Fig. 1. An alcohol context invigorates CS-triggered alcohol-seeking.

Fig. 1

a Rats (n = 22) received Pavlovian conditioning sessions every other day in a distinct ‘alcohol context’ where a discrete, conditioned stimulus (CS) was paired with alcohol. On alternating days, rats were exposed to a different, ‘neutral context’ where a neutral stimulus (NS) was presented without alcohol. b Port-entries elicited by the CS (i.e., CS-triggered alcohol-seeking) were tested in the alcohol and neutral contexts by presenting the CS without alcohol. c At test, CS, but not PreCS, port-entries were elevated in the alcohol context compared to the neutral context [Context × Interval, F(1,20) = 14.656, p = 0.001, ηp2 = 0.423; t(21) = 3.736, p = 0.001, ηp2 = 0.399]. d NonCS port-entries were unaffected by context [Context, F(1,20) = 0.363, p = 0.554, ηp2 = 0.018]. e We then conducted four additional tests in the alcohol and neutral contexts to determine if the impact of the alcohol context on CS-triggered alcohol-seeking was persistent.

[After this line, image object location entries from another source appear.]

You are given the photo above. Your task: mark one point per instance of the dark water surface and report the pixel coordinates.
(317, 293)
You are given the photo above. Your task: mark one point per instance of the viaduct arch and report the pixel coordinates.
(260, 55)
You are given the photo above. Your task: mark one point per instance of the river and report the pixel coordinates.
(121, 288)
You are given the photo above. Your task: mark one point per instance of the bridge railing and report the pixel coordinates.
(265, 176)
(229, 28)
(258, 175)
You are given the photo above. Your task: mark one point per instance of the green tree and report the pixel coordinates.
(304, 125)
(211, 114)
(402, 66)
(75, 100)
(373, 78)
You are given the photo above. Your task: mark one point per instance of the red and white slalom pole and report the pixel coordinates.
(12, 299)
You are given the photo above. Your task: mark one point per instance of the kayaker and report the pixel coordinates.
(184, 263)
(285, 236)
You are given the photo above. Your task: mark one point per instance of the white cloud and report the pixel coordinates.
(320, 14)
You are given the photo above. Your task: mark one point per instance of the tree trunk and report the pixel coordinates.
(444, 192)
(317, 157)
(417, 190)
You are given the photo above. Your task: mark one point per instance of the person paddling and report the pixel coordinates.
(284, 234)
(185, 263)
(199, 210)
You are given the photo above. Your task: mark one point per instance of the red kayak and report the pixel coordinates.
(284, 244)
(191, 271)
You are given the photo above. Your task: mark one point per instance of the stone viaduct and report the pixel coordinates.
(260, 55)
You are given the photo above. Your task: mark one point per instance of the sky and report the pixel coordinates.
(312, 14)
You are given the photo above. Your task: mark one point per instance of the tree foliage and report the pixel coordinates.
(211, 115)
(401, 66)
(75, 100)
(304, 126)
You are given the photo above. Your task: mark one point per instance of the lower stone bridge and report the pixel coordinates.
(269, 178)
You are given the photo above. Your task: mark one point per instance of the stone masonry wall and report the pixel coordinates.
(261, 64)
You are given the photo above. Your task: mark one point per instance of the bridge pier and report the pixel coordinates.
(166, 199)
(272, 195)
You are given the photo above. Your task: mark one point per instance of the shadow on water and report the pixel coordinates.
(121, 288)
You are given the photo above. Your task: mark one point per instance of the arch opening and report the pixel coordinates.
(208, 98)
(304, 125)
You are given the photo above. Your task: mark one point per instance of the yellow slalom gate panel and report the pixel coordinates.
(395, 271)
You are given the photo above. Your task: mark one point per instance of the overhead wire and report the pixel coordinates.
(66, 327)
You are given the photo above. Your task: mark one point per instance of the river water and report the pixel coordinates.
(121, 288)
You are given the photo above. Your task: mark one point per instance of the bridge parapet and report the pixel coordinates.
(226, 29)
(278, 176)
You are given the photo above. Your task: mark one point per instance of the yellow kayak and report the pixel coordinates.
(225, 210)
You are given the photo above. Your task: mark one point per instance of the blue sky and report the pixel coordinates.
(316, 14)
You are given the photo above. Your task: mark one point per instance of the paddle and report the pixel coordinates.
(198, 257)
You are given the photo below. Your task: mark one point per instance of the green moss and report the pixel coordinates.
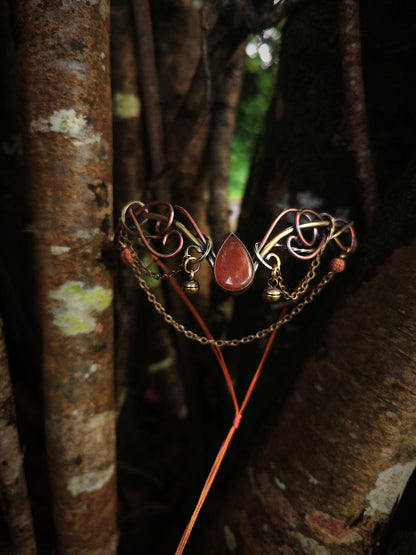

Normalized CS port-entries (CS minus PreCS; mean ± s.e.m.) decreased across repeated tests [Session, F(3,30) = 18.435, p < 0.001, ηp2 = 0.648], but were elevated in the alcohol context relative to the neutral context [Context, F(1,10) = 30.671, p < 0.001, ηp2 = 0.754; Context × Session, F(3,30) = 5.885, p = 0.003, ηp2 = 0.370]. Rats received the first test in the alcohol context (dashed line) or neutral context (solid line). f We then investigated the impact of context on relapse by presenting a drop of alcohol in the fluid port before and during the first CS presentation to reinstate CS port-entries. Half of the rats received the reinstatement test in the neutral context following their last extinction session in the alcohol context and vice versa. g Relative to an averaged baseline of the last two extinction sessions, normalized CS port-entries were reinstated in both contexts [Phase, F(1,20) = 108.159, p < 0.001, ηp2 = 0.844], but to a greater extent in the alcohol context than in the neutral context [Phase × Reinstatement Context, F(1,20) = 6.037, p = 0.023, ηp2 = 0.232; t(20) = 2.112, p = 0.047, ηp2 = 0.182]. Averaged data are mean ± s.e.m. with data from individual rats overlaid on the bar graphs. Data were analysed using RM ANOVA (c, d, e, g) and Bonferroni-corrected t tests (c, g). All statistical tests were two-sided. Raw data are available as a supplementary source data file.